King Tut's Hummer: ABC Says Temp Increase 'Greatest in Thousands of Years'

February 2nd, 2007 9:29 AM

GMA's segment this morning on the big global warming confab in Paris was filled with predictably alarmist rhetoric. But one factoid slipped through the MSM filter that could put a chill on the "it's-all-man's-fault" view of the matter: thousands of years ago, global warming exceeded anything we're currently experiencing.

Oh, and did you know the result of global warming is . . . fewer hurricanes? First, the alarmism. Reporting from Paris, ABC weatherman Sam Champion informed us:

  • "It's really kind of frightening stuff, the stuff that science fiction books and movies are made of. Melting ice, heat waves and even stronger storms."
  • "Global warming is with us, and it's going to be with us for centuries."
  • "It is the definitive report on global warming, and it's frightening."

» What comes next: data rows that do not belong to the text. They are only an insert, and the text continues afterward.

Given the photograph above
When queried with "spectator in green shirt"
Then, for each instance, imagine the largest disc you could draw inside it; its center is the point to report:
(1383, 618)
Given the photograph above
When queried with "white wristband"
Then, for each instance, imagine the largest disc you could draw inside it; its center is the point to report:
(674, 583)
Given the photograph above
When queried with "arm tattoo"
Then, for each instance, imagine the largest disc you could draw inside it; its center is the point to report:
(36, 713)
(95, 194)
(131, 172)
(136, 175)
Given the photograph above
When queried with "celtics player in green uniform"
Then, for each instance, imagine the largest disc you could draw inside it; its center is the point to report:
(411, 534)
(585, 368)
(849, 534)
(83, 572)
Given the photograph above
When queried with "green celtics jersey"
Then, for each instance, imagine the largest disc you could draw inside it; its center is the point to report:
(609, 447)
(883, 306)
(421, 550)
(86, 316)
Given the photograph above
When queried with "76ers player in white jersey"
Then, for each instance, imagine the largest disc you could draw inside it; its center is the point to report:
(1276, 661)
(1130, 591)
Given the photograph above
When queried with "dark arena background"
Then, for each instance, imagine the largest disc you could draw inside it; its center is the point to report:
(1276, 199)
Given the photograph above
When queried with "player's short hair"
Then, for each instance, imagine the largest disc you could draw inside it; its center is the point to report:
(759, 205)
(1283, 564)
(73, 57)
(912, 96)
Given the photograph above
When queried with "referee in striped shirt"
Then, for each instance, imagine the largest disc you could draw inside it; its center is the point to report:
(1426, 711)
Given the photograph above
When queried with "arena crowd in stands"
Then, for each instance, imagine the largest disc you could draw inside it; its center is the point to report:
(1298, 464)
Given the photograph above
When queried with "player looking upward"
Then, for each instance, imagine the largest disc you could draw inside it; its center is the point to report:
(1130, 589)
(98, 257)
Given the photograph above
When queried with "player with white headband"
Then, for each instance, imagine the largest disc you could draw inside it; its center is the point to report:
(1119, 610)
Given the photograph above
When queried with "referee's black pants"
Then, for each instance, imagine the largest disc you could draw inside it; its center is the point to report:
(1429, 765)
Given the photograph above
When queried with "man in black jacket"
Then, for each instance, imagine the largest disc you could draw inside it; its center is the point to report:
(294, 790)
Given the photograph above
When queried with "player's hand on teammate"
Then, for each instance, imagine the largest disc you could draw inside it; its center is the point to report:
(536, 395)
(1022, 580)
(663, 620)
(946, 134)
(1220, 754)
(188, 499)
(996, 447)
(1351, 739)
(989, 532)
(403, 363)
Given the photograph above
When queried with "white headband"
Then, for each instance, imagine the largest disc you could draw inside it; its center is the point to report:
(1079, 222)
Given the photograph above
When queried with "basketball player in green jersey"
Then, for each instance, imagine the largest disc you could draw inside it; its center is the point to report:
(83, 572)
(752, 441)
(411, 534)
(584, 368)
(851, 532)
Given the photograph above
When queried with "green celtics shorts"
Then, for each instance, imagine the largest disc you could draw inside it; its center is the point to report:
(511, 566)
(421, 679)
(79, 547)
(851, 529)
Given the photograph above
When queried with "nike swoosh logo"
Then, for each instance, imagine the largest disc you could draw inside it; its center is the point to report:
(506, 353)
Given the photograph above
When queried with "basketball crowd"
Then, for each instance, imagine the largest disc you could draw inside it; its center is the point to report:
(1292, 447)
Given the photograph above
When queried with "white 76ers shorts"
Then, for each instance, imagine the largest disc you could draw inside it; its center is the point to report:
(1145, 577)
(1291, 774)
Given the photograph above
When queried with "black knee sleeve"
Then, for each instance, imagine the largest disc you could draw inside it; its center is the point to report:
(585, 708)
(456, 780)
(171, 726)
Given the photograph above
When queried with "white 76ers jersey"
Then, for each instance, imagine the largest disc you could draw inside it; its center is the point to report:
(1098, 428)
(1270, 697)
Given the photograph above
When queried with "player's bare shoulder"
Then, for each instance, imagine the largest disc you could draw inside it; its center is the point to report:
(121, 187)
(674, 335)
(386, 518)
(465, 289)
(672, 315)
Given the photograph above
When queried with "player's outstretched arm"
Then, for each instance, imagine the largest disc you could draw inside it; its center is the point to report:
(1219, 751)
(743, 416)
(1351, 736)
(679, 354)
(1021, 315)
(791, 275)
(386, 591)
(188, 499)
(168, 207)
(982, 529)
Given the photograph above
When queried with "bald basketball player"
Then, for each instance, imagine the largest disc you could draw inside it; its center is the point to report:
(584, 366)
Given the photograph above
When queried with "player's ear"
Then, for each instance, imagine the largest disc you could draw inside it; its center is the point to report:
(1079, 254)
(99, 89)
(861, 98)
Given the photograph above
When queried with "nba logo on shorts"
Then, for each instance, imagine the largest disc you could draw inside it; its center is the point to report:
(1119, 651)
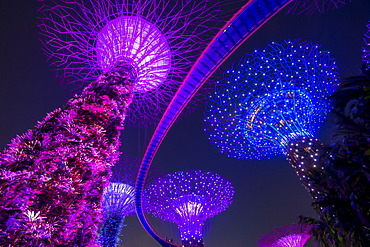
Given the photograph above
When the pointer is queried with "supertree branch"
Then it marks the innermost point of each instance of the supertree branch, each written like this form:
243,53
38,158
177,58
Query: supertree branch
52,177
161,39
118,200
271,98
310,7
366,50
189,199
293,235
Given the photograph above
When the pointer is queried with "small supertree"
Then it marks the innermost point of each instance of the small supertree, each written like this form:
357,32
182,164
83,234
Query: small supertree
272,103
310,7
293,235
189,198
118,200
160,39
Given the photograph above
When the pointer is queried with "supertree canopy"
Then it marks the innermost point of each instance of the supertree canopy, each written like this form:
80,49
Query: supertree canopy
313,6
118,202
160,39
188,199
293,235
273,97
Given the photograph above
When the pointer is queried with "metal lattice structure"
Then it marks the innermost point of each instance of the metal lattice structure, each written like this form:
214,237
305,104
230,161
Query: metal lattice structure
159,39
271,98
118,200
366,49
189,199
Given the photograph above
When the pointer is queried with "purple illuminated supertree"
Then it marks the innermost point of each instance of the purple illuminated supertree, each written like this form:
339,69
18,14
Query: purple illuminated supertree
52,177
293,235
189,199
313,6
160,39
366,50
118,200
272,103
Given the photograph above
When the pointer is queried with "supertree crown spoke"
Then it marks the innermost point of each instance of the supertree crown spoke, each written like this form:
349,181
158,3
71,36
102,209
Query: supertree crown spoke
160,39
189,199
118,200
273,97
293,235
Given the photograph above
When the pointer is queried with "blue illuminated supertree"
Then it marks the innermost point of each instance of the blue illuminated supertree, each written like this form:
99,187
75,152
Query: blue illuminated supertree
272,103
366,50
292,235
313,6
118,200
189,199
159,39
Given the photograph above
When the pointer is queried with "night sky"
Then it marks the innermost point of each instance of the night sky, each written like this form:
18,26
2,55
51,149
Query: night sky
268,193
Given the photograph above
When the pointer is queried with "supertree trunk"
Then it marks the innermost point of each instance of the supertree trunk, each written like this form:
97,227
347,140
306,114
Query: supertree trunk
52,177
111,229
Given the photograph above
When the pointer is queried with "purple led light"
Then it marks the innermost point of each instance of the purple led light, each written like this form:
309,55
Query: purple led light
160,39
188,199
293,235
131,38
310,7
119,199
366,49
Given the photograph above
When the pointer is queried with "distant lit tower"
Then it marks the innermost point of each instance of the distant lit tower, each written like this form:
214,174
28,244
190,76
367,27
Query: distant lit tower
310,7
53,176
293,235
272,103
118,200
159,39
189,198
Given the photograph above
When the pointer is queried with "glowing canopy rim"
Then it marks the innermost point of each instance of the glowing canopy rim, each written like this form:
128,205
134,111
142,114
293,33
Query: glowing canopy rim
137,41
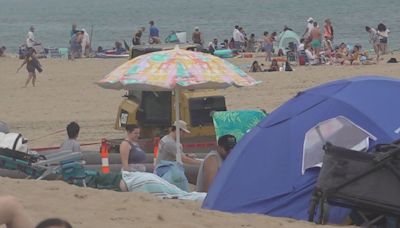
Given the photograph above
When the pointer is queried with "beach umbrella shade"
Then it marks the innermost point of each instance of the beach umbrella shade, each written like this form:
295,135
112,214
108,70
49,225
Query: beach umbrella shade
176,70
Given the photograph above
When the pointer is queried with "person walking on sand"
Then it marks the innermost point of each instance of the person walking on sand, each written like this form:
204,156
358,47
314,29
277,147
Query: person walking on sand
32,64
373,39
268,46
213,161
315,37
383,34
30,38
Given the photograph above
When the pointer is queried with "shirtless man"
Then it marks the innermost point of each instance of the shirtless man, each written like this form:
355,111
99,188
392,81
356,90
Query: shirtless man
315,36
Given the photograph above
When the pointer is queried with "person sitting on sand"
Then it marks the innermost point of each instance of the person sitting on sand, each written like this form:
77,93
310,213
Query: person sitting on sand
167,166
136,40
213,46
251,42
274,66
341,55
32,64
255,67
311,58
213,161
132,156
71,144
12,213
118,47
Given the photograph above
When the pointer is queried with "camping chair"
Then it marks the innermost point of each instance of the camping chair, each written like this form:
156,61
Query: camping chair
65,163
367,183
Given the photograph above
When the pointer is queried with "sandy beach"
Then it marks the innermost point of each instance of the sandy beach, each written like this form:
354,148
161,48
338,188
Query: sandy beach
66,91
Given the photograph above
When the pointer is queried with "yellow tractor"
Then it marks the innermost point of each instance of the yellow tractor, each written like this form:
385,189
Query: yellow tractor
154,112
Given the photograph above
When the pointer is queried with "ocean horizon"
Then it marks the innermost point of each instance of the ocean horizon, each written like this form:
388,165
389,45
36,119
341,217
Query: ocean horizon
110,21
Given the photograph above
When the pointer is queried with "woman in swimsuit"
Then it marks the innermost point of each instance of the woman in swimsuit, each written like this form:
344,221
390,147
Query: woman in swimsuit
32,64
132,156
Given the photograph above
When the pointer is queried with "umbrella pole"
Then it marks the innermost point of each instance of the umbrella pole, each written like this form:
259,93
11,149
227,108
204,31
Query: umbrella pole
178,132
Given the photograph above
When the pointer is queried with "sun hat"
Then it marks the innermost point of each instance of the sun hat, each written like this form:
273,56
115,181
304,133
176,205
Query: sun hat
182,125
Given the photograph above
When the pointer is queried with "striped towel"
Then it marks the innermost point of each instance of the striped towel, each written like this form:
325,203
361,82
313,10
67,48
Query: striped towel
151,183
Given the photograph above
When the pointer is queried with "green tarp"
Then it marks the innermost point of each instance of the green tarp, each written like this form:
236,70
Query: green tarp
237,122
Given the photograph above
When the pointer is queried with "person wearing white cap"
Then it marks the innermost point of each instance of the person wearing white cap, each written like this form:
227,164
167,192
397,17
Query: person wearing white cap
310,25
167,166
197,36
30,38
167,147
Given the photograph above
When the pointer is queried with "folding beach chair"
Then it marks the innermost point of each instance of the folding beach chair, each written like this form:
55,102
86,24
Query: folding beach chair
68,164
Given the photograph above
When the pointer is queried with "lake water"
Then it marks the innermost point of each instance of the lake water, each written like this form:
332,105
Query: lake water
118,19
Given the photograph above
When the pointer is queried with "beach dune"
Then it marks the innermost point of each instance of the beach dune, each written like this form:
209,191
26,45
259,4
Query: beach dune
66,91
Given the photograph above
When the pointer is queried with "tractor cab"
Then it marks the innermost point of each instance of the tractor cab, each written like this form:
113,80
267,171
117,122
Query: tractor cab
154,111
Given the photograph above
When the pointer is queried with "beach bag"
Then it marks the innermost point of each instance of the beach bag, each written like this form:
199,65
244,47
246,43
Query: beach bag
173,172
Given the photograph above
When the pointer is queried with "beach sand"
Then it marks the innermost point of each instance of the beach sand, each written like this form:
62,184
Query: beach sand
66,91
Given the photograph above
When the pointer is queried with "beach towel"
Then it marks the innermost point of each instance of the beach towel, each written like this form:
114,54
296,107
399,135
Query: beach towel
148,182
236,123
173,172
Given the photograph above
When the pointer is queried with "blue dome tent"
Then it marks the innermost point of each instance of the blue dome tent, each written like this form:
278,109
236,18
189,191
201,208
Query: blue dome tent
263,174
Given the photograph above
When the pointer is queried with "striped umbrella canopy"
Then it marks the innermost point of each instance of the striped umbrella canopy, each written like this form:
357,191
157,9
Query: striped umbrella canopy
176,69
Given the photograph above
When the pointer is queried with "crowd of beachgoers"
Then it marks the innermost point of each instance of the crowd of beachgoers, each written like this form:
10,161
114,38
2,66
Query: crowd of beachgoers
317,44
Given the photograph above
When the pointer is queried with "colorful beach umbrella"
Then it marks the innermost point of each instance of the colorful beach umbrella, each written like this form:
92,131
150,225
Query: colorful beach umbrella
175,70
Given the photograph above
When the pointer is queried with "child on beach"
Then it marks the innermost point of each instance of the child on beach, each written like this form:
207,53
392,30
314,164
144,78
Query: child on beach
274,66
32,64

Champion ran a clip of a panel member with an urbane European accent stating that February 2nd, 2007 "will perhaps be remembered as the day when the question mark was removed from behind the debate on whether climate change had anything to do with human activity on this planet."

Champion: "They're confirming the warming is very likely man-made. . . More than 90% certainty that man's burning of fossil fuels is heating up our planet."

Added Champion: "One result of global warming -- fewer, but even stronger hurricanes." What? Global warming results in fewer hurricanes? How many charts did the MSM treat us to a year or so ago trying to demonstrate that global warming was responsible for more hurricanes? Is this the global-warming lobby trying to explain away the embarrasssing lack of Atlantic hurricanes this season?

Champion then claimed that "among the shocking conclusions of this report, sea levels could rise nearly two feet, swamping areas world-wide by the end of this century." Champion didn't let viewers know that the report actually gave a range: 7-23 inches. Why did he emphasize only the higher end?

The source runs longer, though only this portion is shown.